My dog ran out of the house and it took . one hour an a half later I caught the dog, at a park three miles East and four miles South of my house. What was the net distance traveled by my dog? What was my dog's average speed?
2007-02-01 08:13:15 · 3 answers · asked by nana g 1 in Science & Mathematics ➔ Physics
You can define a right triangle with the sides 3 (east) and 4 (south) and solve for the hypotenuse. A^2 + B^2 = C^2. 3, 4, 5 is a well known right-triangle, actually. So the net distance is 5 miles, southeast (I can solve for the exact angle, too, but that will take a little longer. Let me know if you need it.) Your dog's average speed? Well, that depends on what route he took, and how far he actually travelled. If he went 3 miles east, and then 4 miles south, he travelled 7 miles. But to give you an answer, I'll assume he travelled in a straight line, 5 miles.
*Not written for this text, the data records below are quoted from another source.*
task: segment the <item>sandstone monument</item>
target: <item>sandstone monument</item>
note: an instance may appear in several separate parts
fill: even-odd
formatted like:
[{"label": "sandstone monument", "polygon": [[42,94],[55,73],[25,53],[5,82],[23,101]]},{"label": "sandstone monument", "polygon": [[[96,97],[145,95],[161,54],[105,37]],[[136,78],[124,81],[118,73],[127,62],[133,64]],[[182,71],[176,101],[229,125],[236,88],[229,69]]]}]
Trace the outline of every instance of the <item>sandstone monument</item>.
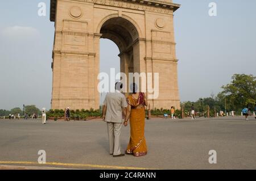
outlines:
[{"label": "sandstone monument", "polygon": [[159,73],[151,108],[180,108],[174,31],[179,7],[171,0],[51,0],[52,108],[99,108],[100,38],[117,45],[121,72]]}]

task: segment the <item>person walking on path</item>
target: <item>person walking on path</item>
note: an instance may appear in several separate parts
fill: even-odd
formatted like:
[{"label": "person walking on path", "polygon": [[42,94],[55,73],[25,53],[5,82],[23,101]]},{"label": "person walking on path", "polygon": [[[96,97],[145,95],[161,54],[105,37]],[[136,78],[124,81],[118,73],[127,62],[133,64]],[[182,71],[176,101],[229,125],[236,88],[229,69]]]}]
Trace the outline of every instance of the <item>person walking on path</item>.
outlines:
[{"label": "person walking on path", "polygon": [[174,110],[174,108],[173,106],[172,106],[171,108],[171,115],[172,119],[175,119],[175,117],[174,117],[175,112],[175,111]]},{"label": "person walking on path", "polygon": [[43,108],[42,110],[42,121],[43,124],[46,124],[46,112],[45,108]]}]

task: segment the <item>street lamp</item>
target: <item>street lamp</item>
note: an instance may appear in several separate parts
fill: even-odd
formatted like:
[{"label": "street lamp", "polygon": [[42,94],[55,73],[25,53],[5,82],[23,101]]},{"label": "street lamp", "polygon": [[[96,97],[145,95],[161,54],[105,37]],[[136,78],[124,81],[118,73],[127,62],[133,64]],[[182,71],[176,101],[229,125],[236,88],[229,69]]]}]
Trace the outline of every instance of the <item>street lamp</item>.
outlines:
[{"label": "street lamp", "polygon": [[225,106],[225,115],[226,115],[226,95],[224,97],[224,106]]},{"label": "street lamp", "polygon": [[202,112],[203,114],[203,99],[200,98],[200,101],[201,101],[201,112]]}]

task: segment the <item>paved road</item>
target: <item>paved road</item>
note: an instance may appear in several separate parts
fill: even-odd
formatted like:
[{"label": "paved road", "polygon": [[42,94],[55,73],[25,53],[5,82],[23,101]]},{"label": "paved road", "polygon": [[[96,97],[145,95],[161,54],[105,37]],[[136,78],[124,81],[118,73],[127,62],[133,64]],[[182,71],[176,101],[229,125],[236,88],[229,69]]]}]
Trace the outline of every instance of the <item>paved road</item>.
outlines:
[{"label": "paved road", "polygon": [[[49,165],[43,166],[55,167],[256,169],[256,121],[250,119],[147,120],[148,154],[121,158],[109,154],[106,125],[100,120],[43,125],[39,120],[0,120],[0,165],[38,166],[38,151],[44,150]],[[123,150],[129,132],[123,127]],[[208,162],[210,150],[217,151],[217,164]]]}]

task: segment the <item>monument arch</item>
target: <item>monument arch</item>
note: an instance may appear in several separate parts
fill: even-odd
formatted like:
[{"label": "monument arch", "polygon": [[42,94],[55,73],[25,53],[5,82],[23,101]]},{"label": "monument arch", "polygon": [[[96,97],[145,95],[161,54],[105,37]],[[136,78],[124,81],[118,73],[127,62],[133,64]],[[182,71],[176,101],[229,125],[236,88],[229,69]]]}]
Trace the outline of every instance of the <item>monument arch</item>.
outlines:
[{"label": "monument arch", "polygon": [[179,108],[173,22],[179,7],[172,1],[51,0],[52,108],[99,108],[101,38],[118,46],[121,72],[159,73],[151,108]]}]

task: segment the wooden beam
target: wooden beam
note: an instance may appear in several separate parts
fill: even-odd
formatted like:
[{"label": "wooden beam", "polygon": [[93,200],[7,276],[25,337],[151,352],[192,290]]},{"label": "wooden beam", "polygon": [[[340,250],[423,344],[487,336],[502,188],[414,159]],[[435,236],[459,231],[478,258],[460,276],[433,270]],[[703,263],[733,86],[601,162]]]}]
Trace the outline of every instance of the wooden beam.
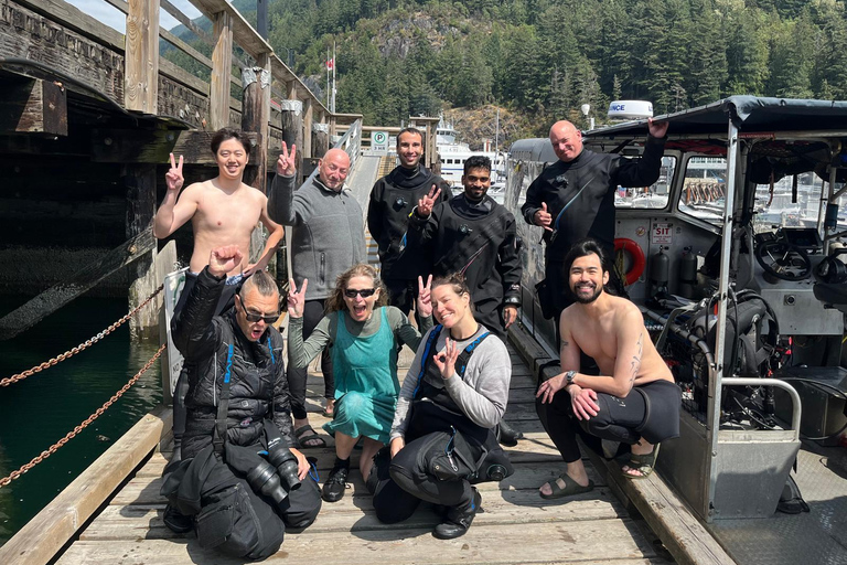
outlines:
[{"label": "wooden beam", "polygon": [[159,114],[159,0],[129,0],[124,106]]},{"label": "wooden beam", "polygon": [[214,15],[215,50],[212,53],[210,128],[229,126],[229,75],[233,68],[233,17],[228,11]]},{"label": "wooden beam", "polygon": [[141,418],[0,547],[0,563],[51,562],[127,476],[150,456],[172,425],[171,409],[162,406]]},{"label": "wooden beam", "polygon": [[[215,156],[210,147],[214,135],[214,131],[181,131],[173,154],[183,156],[186,164],[215,164]],[[256,134],[247,131],[246,135],[255,141]]]},{"label": "wooden beam", "polygon": [[[33,10],[50,13],[52,20]],[[0,57],[37,61],[118,104],[124,102],[124,57],[117,52],[124,50],[124,35],[60,0],[0,0]],[[81,28],[88,31],[73,31]]]},{"label": "wooden beam", "polygon": [[[55,312],[74,298],[84,295],[112,273],[124,268],[156,248],[151,230],[125,242],[99,260],[86,265],[66,281],[55,285],[23,306],[0,318],[0,340],[14,338]],[[0,561],[0,563],[3,563]]]},{"label": "wooden beam", "polygon": [[194,32],[194,35],[200,38],[202,42],[204,42],[210,47],[215,46],[215,41],[210,36],[208,33],[206,33],[200,25],[191,21],[191,18],[182,13],[182,11],[173,6],[168,0],[159,0],[159,3],[164,9],[165,12],[173,15],[178,22],[190,29],[192,32]]},{"label": "wooden beam", "polygon": [[[101,163],[168,162],[179,131],[164,129],[93,129],[92,161]],[[135,235],[135,234],[132,234]],[[127,235],[131,237],[132,235]]]},{"label": "wooden beam", "polygon": [[3,89],[0,132],[67,136],[67,93],[61,85],[31,78]]},{"label": "wooden beam", "polygon": [[215,17],[224,12],[229,15],[230,26],[235,33],[236,43],[249,54],[254,61],[259,60],[262,53],[272,53],[274,47],[261,39],[259,33],[227,0],[191,0],[201,12],[214,21]]}]

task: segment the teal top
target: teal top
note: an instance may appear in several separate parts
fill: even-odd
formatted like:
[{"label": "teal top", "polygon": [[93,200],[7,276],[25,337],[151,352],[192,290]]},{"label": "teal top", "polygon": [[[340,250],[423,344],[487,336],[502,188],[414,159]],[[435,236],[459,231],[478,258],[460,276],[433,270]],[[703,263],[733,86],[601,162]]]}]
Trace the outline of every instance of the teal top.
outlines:
[{"label": "teal top", "polygon": [[[431,326],[431,318],[421,320],[425,332]],[[302,318],[291,318],[288,355],[293,366],[305,366],[330,345],[337,402],[333,419],[323,429],[388,441],[400,391],[398,343],[417,349],[420,333],[393,306],[376,308],[364,322],[353,320],[346,310],[330,313],[305,342]]]},{"label": "teal top", "polygon": [[[344,323],[344,312],[339,311],[335,343],[332,347],[332,367],[335,375],[335,398],[350,391],[373,397],[397,398],[400,382],[397,380],[397,342],[388,326],[386,309],[376,316],[379,328],[371,335],[353,335]],[[378,312],[378,313],[377,313]]]}]

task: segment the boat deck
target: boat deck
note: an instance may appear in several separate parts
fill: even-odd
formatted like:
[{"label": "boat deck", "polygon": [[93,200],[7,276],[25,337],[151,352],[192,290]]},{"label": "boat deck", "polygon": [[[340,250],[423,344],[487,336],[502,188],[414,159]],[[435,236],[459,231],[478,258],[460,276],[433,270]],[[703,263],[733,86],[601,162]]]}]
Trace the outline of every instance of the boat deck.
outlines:
[{"label": "boat deck", "polygon": [[[431,531],[439,520],[428,504],[406,522],[380,523],[358,471],[353,470],[346,495],[340,502],[324,503],[318,520],[304,532],[289,532],[280,552],[267,562],[674,563],[646,522],[630,515],[590,461],[588,469],[598,486],[592,492],[566,501],[538,497],[538,487],[555,478],[562,462],[536,417],[532,372],[514,351],[511,353],[514,370],[506,415],[523,430],[525,439],[508,448],[515,473],[500,483],[479,486],[485,512],[476,516],[467,535],[452,541],[435,539]],[[310,422],[318,429],[325,422],[320,415],[323,382],[318,374],[310,374],[308,390]],[[318,458],[320,476],[325,478],[334,460],[333,449],[311,448],[304,452]],[[167,448],[153,452],[56,563],[242,563],[202,550],[194,534],[174,534],[164,526],[165,501],[159,488],[169,455]]]},{"label": "boat deck", "polygon": [[716,520],[715,537],[744,565],[847,564],[847,454],[804,441],[793,473],[810,511]]}]

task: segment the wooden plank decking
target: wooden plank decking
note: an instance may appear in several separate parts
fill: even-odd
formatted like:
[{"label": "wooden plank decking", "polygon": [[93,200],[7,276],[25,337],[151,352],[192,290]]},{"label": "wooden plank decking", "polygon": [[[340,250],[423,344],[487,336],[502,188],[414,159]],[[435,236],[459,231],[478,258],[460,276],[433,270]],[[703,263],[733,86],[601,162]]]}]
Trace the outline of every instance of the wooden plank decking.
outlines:
[{"label": "wooden plank decking", "polygon": [[[513,353],[514,374],[507,417],[525,439],[510,448],[515,475],[501,483],[480,486],[482,507],[467,535],[452,541],[432,537],[438,523],[422,504],[408,521],[383,524],[374,515],[371,495],[357,470],[346,495],[324,503],[318,520],[302,533],[287,533],[269,563],[673,563],[650,540],[644,523],[629,516],[603,479],[589,463],[598,488],[566,502],[545,501],[538,487],[556,477],[562,462],[540,427],[533,408],[529,370]],[[323,382],[309,380],[310,420],[315,429]],[[330,440],[331,441],[331,440]],[[331,447],[307,449],[318,458],[322,478],[334,460]],[[193,534],[178,535],[162,523],[164,499],[159,495],[168,451],[156,452],[101,509],[65,553],[60,565],[240,563],[203,551]],[[354,455],[354,457],[356,457]]]}]

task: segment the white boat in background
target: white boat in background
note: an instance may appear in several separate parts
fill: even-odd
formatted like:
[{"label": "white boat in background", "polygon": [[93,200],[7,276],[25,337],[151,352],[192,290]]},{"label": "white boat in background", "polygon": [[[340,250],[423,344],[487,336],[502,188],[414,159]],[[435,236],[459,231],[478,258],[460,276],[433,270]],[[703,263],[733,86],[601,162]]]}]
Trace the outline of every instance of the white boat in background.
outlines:
[{"label": "white boat in background", "polygon": [[464,174],[464,161],[472,156],[484,156],[491,159],[491,190],[489,194],[501,202],[506,185],[506,157],[496,151],[473,151],[468,143],[455,140],[453,125],[444,120],[443,115],[436,129],[436,146],[441,158],[441,178],[453,188],[454,193],[462,190],[462,174]]}]

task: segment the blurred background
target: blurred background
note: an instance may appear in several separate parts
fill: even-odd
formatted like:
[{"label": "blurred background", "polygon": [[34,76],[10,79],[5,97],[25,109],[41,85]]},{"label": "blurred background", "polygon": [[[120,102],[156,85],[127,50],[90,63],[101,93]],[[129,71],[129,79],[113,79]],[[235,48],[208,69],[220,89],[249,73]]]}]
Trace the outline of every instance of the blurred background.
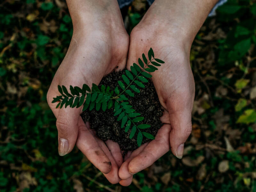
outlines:
[{"label": "blurred background", "polygon": [[[130,33],[148,7],[122,10]],[[76,148],[60,157],[46,94],[72,24],[64,0],[0,1],[0,191],[256,192],[256,1],[228,0],[207,18],[190,60],[193,130],[183,158],[170,152],[124,187]]]}]

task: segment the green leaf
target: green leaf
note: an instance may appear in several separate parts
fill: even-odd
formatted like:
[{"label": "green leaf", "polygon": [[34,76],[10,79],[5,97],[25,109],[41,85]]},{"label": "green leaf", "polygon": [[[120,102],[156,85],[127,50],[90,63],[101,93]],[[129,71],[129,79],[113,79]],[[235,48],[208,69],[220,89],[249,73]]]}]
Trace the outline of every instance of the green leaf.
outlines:
[{"label": "green leaf", "polygon": [[147,132],[142,132],[142,134],[143,134],[144,136],[148,139],[155,139],[155,137],[148,133],[147,133]]},{"label": "green leaf", "polygon": [[150,68],[151,68],[152,69],[154,69],[154,70],[158,70],[158,69],[157,68],[153,66],[153,65],[148,65],[148,66]]},{"label": "green leaf", "polygon": [[127,124],[126,124],[126,127],[125,127],[125,128],[124,129],[124,132],[126,132],[128,130],[129,130],[129,129],[130,128],[130,127],[131,126],[131,120],[129,120],[127,122]]},{"label": "green leaf", "polygon": [[160,64],[156,62],[155,62],[155,61],[151,61],[151,63],[155,66],[161,66],[161,65],[160,65]]},{"label": "green leaf", "polygon": [[128,117],[127,116],[125,116],[124,118],[123,118],[122,122],[121,123],[121,128],[124,127],[126,122],[127,121],[128,119]]},{"label": "green leaf", "polygon": [[128,109],[125,110],[125,113],[128,114],[131,113],[133,113],[133,112],[135,112],[135,109]]},{"label": "green leaf", "polygon": [[41,8],[44,11],[51,10],[53,7],[53,4],[51,2],[44,2],[41,4]]},{"label": "green leaf", "polygon": [[72,106],[73,105],[73,101],[74,100],[74,97],[71,97],[70,98],[69,100],[68,100],[68,105],[69,105],[70,107],[72,107]]},{"label": "green leaf", "polygon": [[76,107],[76,106],[77,105],[77,104],[78,102],[79,102],[79,97],[77,97],[76,98],[76,99],[75,99],[75,100],[74,101],[74,103],[73,103],[73,105],[72,106],[72,108],[74,108]]},{"label": "green leaf", "polygon": [[71,92],[71,94],[73,95],[76,95],[79,96],[79,93],[76,91],[75,90],[74,87],[72,87],[71,85],[70,85],[69,86],[69,90],[70,90],[70,92]]},{"label": "green leaf", "polygon": [[132,85],[130,86],[130,87],[132,88],[132,89],[136,92],[140,93],[140,90],[137,88],[136,87],[136,86],[134,85]]},{"label": "green leaf", "polygon": [[[125,102],[128,103],[128,102]],[[124,106],[123,107],[123,108],[125,109],[127,109],[131,108],[132,107],[132,106],[131,105],[124,105]]]},{"label": "green leaf", "polygon": [[62,95],[63,94],[63,92],[62,91],[62,89],[61,89],[61,87],[60,86],[60,85],[58,85],[58,90],[59,90],[59,92],[60,93],[61,95]]},{"label": "green leaf", "polygon": [[137,122],[139,122],[140,121],[143,121],[144,119],[144,117],[136,117],[136,118],[133,119],[132,120],[132,121],[135,123],[136,123]]},{"label": "green leaf", "polygon": [[77,92],[78,92],[79,93],[84,93],[84,92],[83,92],[82,89],[80,88],[80,87],[79,87],[76,86],[74,88],[75,88],[75,90],[76,90]]},{"label": "green leaf", "polygon": [[95,108],[95,109],[96,111],[99,111],[100,109],[101,105],[101,103],[100,102],[99,102],[96,103],[96,107]]},{"label": "green leaf", "polygon": [[154,72],[155,71],[155,70],[153,69],[151,69],[151,68],[146,68],[145,69],[145,70],[146,71],[148,71],[148,72]]},{"label": "green leaf", "polygon": [[252,109],[245,110],[244,114],[240,116],[236,121],[236,123],[249,124],[255,122],[256,121],[256,111]]},{"label": "green leaf", "polygon": [[115,88],[115,92],[117,95],[118,95],[120,93],[119,89],[118,89],[118,87],[116,87],[116,88]]},{"label": "green leaf", "polygon": [[164,63],[164,61],[162,61],[161,59],[159,59],[155,58],[155,60],[156,60],[156,61],[157,62],[158,62],[158,63]]},{"label": "green leaf", "polygon": [[130,117],[135,117],[141,115],[139,113],[130,113],[128,115],[128,116]]},{"label": "green leaf", "polygon": [[109,100],[108,101],[108,108],[109,109],[113,106],[113,101],[112,100]]},{"label": "green leaf", "polygon": [[136,64],[136,63],[133,63],[133,67],[138,72],[140,72],[140,67],[139,67],[139,65]]},{"label": "green leaf", "polygon": [[142,135],[141,132],[139,132],[138,133],[138,135],[137,136],[137,144],[138,146],[140,147],[141,145],[141,143],[142,142],[142,139],[143,138],[143,136]]},{"label": "green leaf", "polygon": [[[144,63],[143,63],[141,60],[140,59],[140,58],[139,58],[139,59],[138,60],[138,61],[139,61],[139,64],[141,67],[142,68],[144,68]],[[147,63],[146,63],[146,64],[147,64]]]},{"label": "green leaf", "polygon": [[145,87],[145,85],[144,85],[143,83],[142,83],[141,82],[138,81],[137,80],[134,80],[134,82],[137,84],[137,85],[139,87],[140,87],[144,88],[144,87]]},{"label": "green leaf", "polygon": [[154,57],[154,52],[153,52],[153,50],[152,49],[152,48],[150,48],[148,53],[148,59],[149,60],[151,60],[151,57]]},{"label": "green leaf", "polygon": [[142,82],[148,83],[148,81],[143,76],[138,76],[138,78]]},{"label": "green leaf", "polygon": [[102,110],[103,111],[105,111],[106,109],[107,109],[107,103],[106,101],[104,101],[102,103]]},{"label": "green leaf", "polygon": [[134,97],[134,94],[131,91],[130,89],[126,89],[125,90],[125,92],[131,97]]},{"label": "green leaf", "polygon": [[121,103],[121,105],[122,105],[123,106],[124,106],[127,104],[129,104],[129,102],[127,102],[126,101],[125,101],[125,102],[122,102],[122,103]]},{"label": "green leaf", "polygon": [[122,75],[122,78],[123,78],[124,81],[125,82],[125,83],[127,84],[127,85],[129,85],[129,84],[130,83],[130,81],[128,78],[124,74]]},{"label": "green leaf", "polygon": [[131,66],[131,70],[135,75],[137,75],[137,71],[133,66]]},{"label": "green leaf", "polygon": [[125,101],[128,100],[128,98],[125,97],[124,95],[122,94],[120,95],[120,97],[117,99],[119,101]]},{"label": "green leaf", "polygon": [[234,14],[237,12],[242,8],[239,5],[223,5],[220,6],[217,11],[224,14]]},{"label": "green leaf", "polygon": [[82,89],[83,90],[83,91],[84,92],[85,92],[86,91],[88,92],[91,92],[91,89],[90,89],[89,86],[85,84],[83,85],[83,88]]},{"label": "green leaf", "polygon": [[134,126],[132,127],[132,131],[131,131],[131,133],[130,133],[130,136],[129,137],[129,138],[132,139],[133,137],[133,136],[134,136],[134,135],[135,134],[135,133],[136,132],[136,130],[137,129],[136,126]]},{"label": "green leaf", "polygon": [[122,108],[120,108],[119,109],[117,110],[114,114],[114,116],[116,116],[117,115],[118,115],[121,113],[121,112],[122,111]]},{"label": "green leaf", "polygon": [[94,106],[95,106],[95,102],[92,102],[90,104],[90,107],[89,108],[89,110],[90,111],[91,111],[94,108]]},{"label": "green leaf", "polygon": [[85,103],[87,105],[89,105],[91,102],[91,99],[92,98],[92,95],[91,93],[88,93],[87,94],[87,96],[85,99]]},{"label": "green leaf", "polygon": [[96,99],[96,98],[97,97],[97,96],[98,95],[98,94],[97,93],[94,93],[92,94],[92,99],[91,99],[92,102],[93,102]]},{"label": "green leaf", "polygon": [[108,86],[107,87],[107,89],[106,89],[106,92],[107,93],[109,94],[110,90],[110,87],[109,87],[109,86]]},{"label": "green leaf", "polygon": [[247,100],[245,99],[240,98],[238,100],[237,103],[235,107],[236,111],[241,111],[243,108],[245,107],[247,104]]},{"label": "green leaf", "polygon": [[125,70],[125,74],[131,80],[133,80],[133,76],[132,75],[132,74],[129,71],[126,69]]},{"label": "green leaf", "polygon": [[249,79],[240,79],[236,81],[235,86],[238,89],[243,89],[247,85],[247,84],[250,82]]},{"label": "green leaf", "polygon": [[119,84],[119,86],[120,86],[120,87],[122,88],[123,90],[124,90],[124,89],[125,88],[125,86],[124,86],[124,84],[123,83],[123,82],[121,81],[117,81],[117,83],[118,83],[118,84]]},{"label": "green leaf", "polygon": [[79,103],[78,105],[76,106],[76,108],[78,108],[80,106],[82,106],[84,103],[84,97],[82,96],[80,98],[80,99],[79,100]]},{"label": "green leaf", "polygon": [[101,92],[103,93],[104,92],[104,91],[105,91],[105,89],[106,88],[106,87],[104,85],[101,85],[101,87],[100,88],[100,90],[101,90]]},{"label": "green leaf", "polygon": [[89,107],[89,104],[86,104],[86,103],[84,103],[84,107],[83,108],[83,111],[84,111],[85,110],[87,109],[87,108],[88,108],[88,107]]},{"label": "green leaf", "polygon": [[[148,60],[147,59],[145,54],[144,53],[142,54],[142,58],[143,59],[143,61],[146,65],[148,64]],[[143,67],[142,67],[143,68]]]},{"label": "green leaf", "polygon": [[148,73],[147,72],[142,71],[141,72],[141,75],[142,75],[144,77],[148,77],[148,78],[151,78],[152,77],[152,76],[149,73]]},{"label": "green leaf", "polygon": [[92,92],[100,92],[98,87],[98,85],[94,83],[92,84]]},{"label": "green leaf", "polygon": [[124,113],[124,112],[122,112],[122,113],[121,113],[120,115],[119,115],[119,116],[118,116],[118,118],[117,118],[117,121],[119,121],[121,119],[122,119],[123,118],[124,116],[125,115],[125,114]]},{"label": "green leaf", "polygon": [[57,109],[57,108],[59,107],[59,106],[60,106],[60,102],[59,102],[59,103],[57,104],[57,105],[56,106],[56,108]]},{"label": "green leaf", "polygon": [[114,112],[117,110],[117,109],[119,109],[119,108],[120,108],[120,105],[119,104],[119,103],[118,103],[118,102],[117,102],[117,101],[116,101],[115,102],[115,107],[114,108]]},{"label": "green leaf", "polygon": [[150,126],[150,125],[148,124],[141,124],[138,125],[138,127],[140,129],[144,129],[149,128]]},{"label": "green leaf", "polygon": [[102,93],[100,93],[97,98],[97,99],[96,100],[96,103],[99,102],[101,100],[102,97],[103,97],[103,94]]}]

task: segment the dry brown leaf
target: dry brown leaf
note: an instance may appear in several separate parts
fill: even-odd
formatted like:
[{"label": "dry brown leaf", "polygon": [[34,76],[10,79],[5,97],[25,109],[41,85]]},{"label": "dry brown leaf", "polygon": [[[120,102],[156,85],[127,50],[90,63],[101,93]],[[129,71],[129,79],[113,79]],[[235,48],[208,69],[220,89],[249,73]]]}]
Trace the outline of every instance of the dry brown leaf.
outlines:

So 5 divided by 3/2 hours, same as 5 times 2/3, is 10/3 or about 3.33 miles per hour.
2007-02-03 08:32:56 · answer #1 · answered by Master Maverick 6 · 1⤊ 0⤋
The magnitude of the net displacement (5 miles) is easily calculated by using Pythagorus.
The magnitude of the average velocity is easily calculated by dividing that by an hour and a half. (3.333 miles per hour).
The average speed, however, will be greater than that. No dog I've ever met travels anywhere in a straight line. They bop here and there and everywhere to pee on everything. These excursions cancel out if you are calculating average velocity (a vector quantity), but they matter if you are calculating average speed.
If you can explain that to your teacher, I promise you an A++ for the question.
2007-02-01 17:04:38 · answer #2 · answered by Anonymous · 0⤊ 0⤋
i was going to ask you that question..lol
9m/hr for speed
12.6 m
2007-02-01 16:23:01 · answer #3 · answered by oscar c 5 · 0⤊ 1⤋